According to a 14 March 2003 USA Today story,

Rockefeller said U.S. worries about Iraqi nuclear weapons were not based primarily on the documents, but "there is a possibility that the fabrication of these documents may be part of a larger deception campaign aimed at manipulating public opinion and foreign policy regarding Iraq."

So the report's long delay could suggest Senate Democrats on Roberts' intelligence committee have yet to roll over for the fully sanitized whitewash of the White House's "fixed" prewar intelligence revealed in the first batch of Downing Street memos obtained by The London Times.

On Sunday (30 July), the Washington Post indicated the second Senate Intelligence Committee report will not be completed until after the November midterm elections.

Although the White House, the congressional Republican leadership, corporate media and FBI showed no interest pursuing Rockefeller's damning allegation, Special Prosecutor Patrick Fitzgerald found in those forged Nigerian documents enough complicity in the White House to indict one senior official with a demonstrated literary talent for scatalogy, incest and homoeroticism.

British Families of Fallen Soldiers Given Preliminary Access to War Evidence

But a recent ruling by a top UK Court of Appeals may help the British public obtain evidence of Downing Street's prewar planning occasioning the British military's participation in the Iraq War.

In what UK court observers called "a stunning victory," a panel of top British judges agreed with the families of four soldiers killed in Iraq that Downing Street officials must publicly explain why the UK entered the Iraq War.

Phil Shiner, a solicitor for Public Interest Lawyers who successfully argued the families' case before the judicial panel, told court reporters the decision would at minimum "force the Government to publish evidence on how the country was taken to war."

Shiner further explained.

"In particular, the Government must finally explain how the 13-page equivocal advice from the Attorney General of March 7, 2003 was changed within 10 days to a one-page completely unequivocal advice that an invasion would be legal."

"My clients believe [Attorney General Goldsmith] impermissibly changed his advice because he was sat on by the Prime Minister and others in Government.

"In changing his advice, he sent these soldiers to their deaths."

The U.S.-led invasion began March 20, three days after Goldsmith reversed his March 7 ruling suggesting British participation might be illegal under international law.

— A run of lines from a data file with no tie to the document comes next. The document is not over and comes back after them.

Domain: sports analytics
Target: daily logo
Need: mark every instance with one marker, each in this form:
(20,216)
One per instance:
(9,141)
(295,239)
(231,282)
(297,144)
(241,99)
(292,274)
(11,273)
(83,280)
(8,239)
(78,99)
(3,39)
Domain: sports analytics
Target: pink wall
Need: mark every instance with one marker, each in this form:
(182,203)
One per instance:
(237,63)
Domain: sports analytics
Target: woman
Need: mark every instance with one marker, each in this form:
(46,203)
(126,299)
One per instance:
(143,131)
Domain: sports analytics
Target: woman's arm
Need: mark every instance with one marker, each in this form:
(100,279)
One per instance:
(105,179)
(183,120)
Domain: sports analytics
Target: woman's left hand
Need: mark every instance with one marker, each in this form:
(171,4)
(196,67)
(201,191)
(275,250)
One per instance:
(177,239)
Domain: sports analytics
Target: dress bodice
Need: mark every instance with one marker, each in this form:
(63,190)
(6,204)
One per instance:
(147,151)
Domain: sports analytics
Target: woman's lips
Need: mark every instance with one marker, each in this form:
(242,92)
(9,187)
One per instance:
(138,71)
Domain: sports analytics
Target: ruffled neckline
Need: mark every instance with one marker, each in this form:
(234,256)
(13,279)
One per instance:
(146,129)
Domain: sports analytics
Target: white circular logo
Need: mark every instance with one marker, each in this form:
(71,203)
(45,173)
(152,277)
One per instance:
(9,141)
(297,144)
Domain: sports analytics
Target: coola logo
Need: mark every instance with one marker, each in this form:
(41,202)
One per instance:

In what can not be a coincidence of timing, the soldiers' families are scheduled to receive a final ruling by the same three judges either one or two days after the U.S. November elections.

"I am convinced that my son died for no good reason as he should not have been sent to Iraq in the first place," said Peter Brierley, the father of Shaun Brierley who was killed serving with the British military in Iraq. "I am looking forward to hearing the ... defendants having to explain how they justify the invasion."

We Americans eagerly await Downing Street's explanation as well, Mr. Brierley.